Cet animé est l’un des plus beaux que j’ai pu voir, que ce soit au niveau des graphismes ou au niveau de l’histoire. Je ne peux que vous le recommander !
Le Prisme de l’amour prend place dans une Europe d’avant la Première Guerre mondiale. Il s’agit d’une romance douce, relativement mature, qui s’articule autour du monde de l’art et plus particulièrement de la peinture.
L’anime se distingue avant tout par sa direction artistique remarquable. Les paysages sont souvent à couper le souffle, et les tableaux présentés atteignent un niveau de réalisme impressionnant. Le contraste entre le style pictural et l’animation fonctionne très bien : les œuvres semblent presque détachées de l’anime lui-même, ce qui permet de les contempler comme de véritables peintures.
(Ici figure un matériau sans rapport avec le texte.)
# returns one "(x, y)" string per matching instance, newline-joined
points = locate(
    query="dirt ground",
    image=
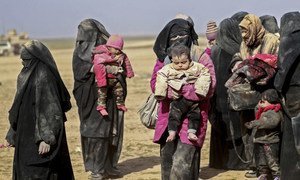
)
(140, 156)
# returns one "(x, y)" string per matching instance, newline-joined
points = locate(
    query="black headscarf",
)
(229, 37)
(90, 34)
(239, 16)
(269, 23)
(176, 27)
(289, 46)
(37, 53)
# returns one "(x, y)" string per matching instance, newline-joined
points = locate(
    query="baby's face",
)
(264, 103)
(181, 63)
(114, 51)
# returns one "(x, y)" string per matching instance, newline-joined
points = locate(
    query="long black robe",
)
(38, 114)
(287, 82)
(101, 138)
(222, 152)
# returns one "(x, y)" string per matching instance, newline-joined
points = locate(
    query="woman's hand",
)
(44, 147)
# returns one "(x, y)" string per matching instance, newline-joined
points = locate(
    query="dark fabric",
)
(287, 82)
(182, 107)
(179, 161)
(267, 159)
(176, 27)
(38, 114)
(229, 37)
(106, 132)
(222, 152)
(269, 23)
(288, 48)
(99, 155)
(255, 71)
(239, 16)
(42, 58)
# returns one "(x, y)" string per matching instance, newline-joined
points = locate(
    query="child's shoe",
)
(122, 108)
(263, 177)
(102, 110)
(171, 137)
(192, 137)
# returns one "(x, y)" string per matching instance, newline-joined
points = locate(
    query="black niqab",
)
(269, 23)
(176, 27)
(40, 54)
(239, 16)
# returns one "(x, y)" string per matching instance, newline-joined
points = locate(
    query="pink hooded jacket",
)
(187, 91)
(101, 57)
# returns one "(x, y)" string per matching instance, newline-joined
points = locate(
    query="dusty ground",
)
(140, 157)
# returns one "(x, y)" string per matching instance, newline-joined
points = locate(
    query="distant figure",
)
(287, 82)
(110, 62)
(37, 118)
(223, 154)
(266, 135)
(179, 72)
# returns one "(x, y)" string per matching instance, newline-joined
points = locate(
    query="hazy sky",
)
(59, 18)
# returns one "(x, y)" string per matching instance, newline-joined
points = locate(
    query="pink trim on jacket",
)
(163, 114)
(101, 57)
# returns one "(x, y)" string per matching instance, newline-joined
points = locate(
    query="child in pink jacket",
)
(110, 62)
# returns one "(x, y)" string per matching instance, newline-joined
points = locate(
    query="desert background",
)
(140, 156)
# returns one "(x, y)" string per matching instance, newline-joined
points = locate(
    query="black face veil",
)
(177, 31)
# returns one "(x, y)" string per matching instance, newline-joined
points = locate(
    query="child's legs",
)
(194, 117)
(260, 159)
(119, 93)
(178, 108)
(272, 157)
(102, 95)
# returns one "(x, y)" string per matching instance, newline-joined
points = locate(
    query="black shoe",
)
(114, 172)
(96, 176)
(250, 174)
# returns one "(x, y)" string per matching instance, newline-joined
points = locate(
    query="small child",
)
(109, 63)
(266, 130)
(170, 80)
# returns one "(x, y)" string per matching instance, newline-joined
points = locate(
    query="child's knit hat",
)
(115, 41)
(211, 30)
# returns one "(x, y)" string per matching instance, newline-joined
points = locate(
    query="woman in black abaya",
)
(37, 118)
(101, 137)
(287, 82)
(226, 127)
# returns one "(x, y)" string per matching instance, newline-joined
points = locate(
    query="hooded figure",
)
(239, 16)
(287, 82)
(269, 23)
(37, 118)
(222, 152)
(256, 40)
(180, 158)
(101, 137)
(177, 31)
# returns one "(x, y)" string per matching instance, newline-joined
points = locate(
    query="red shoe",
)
(122, 108)
(102, 110)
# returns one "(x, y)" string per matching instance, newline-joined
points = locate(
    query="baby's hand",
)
(44, 147)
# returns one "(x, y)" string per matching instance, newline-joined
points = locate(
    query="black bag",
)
(242, 97)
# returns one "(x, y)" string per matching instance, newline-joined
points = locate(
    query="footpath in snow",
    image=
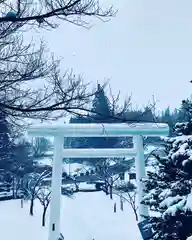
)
(86, 217)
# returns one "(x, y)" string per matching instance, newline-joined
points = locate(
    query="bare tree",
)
(23, 65)
(34, 187)
(128, 193)
(40, 146)
(43, 13)
(44, 196)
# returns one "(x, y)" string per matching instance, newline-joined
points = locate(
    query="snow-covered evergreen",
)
(168, 189)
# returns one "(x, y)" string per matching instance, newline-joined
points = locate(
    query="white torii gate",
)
(94, 130)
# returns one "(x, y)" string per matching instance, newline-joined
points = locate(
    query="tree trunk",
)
(136, 215)
(111, 191)
(31, 206)
(43, 216)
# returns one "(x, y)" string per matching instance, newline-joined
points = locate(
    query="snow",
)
(87, 216)
(170, 201)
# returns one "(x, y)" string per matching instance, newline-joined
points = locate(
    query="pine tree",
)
(168, 189)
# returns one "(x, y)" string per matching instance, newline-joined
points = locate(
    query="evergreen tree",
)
(168, 189)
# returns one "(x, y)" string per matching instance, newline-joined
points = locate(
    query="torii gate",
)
(94, 130)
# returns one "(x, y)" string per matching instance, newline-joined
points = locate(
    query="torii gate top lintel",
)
(59, 132)
(99, 129)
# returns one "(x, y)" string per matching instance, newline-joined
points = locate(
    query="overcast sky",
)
(146, 49)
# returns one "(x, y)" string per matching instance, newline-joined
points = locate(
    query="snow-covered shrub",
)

Cependant, l’œuvre n’est pas exempte de défauts. Le principal reste son rythme : la romance est particulièrement lente à se développer, spoiler: et le véritable aboutissement émotionnel n’intervient qu’au dernier épisode . Ce choix donne une impression de précipitation dans la conclusion, comme si tout était condensé trop tard, laissant le spectateur légèrement frustré.
De plus, le contexte historique, pourtant original et peu exploité dans les romances animées, aurait mérité une utilisation plus poussée. Le bond de cinq ans dans le récit donne l’impression que des éléments importants, notamment liés à la guerre sont survolés, voire ignorés, ce qui affaiblit l’impact global de l’histoire de la guerre qui me paraît presque être un gâchis.
Malgré cela, le scénario reste accessible et agréable à suivre. Il repose sur une structure simple et lisible, qui permet de regarder l’anime sans difficulté et avec un certain confort. Enfin, le doublage français est une vraie réussite. Les voix sont bien choisies et correspondent parfaitement aux personnages, ce qui renforce l’immersion. Un travail de qualité qui s’inscrit dans la continuité des productions proposées par Netflix.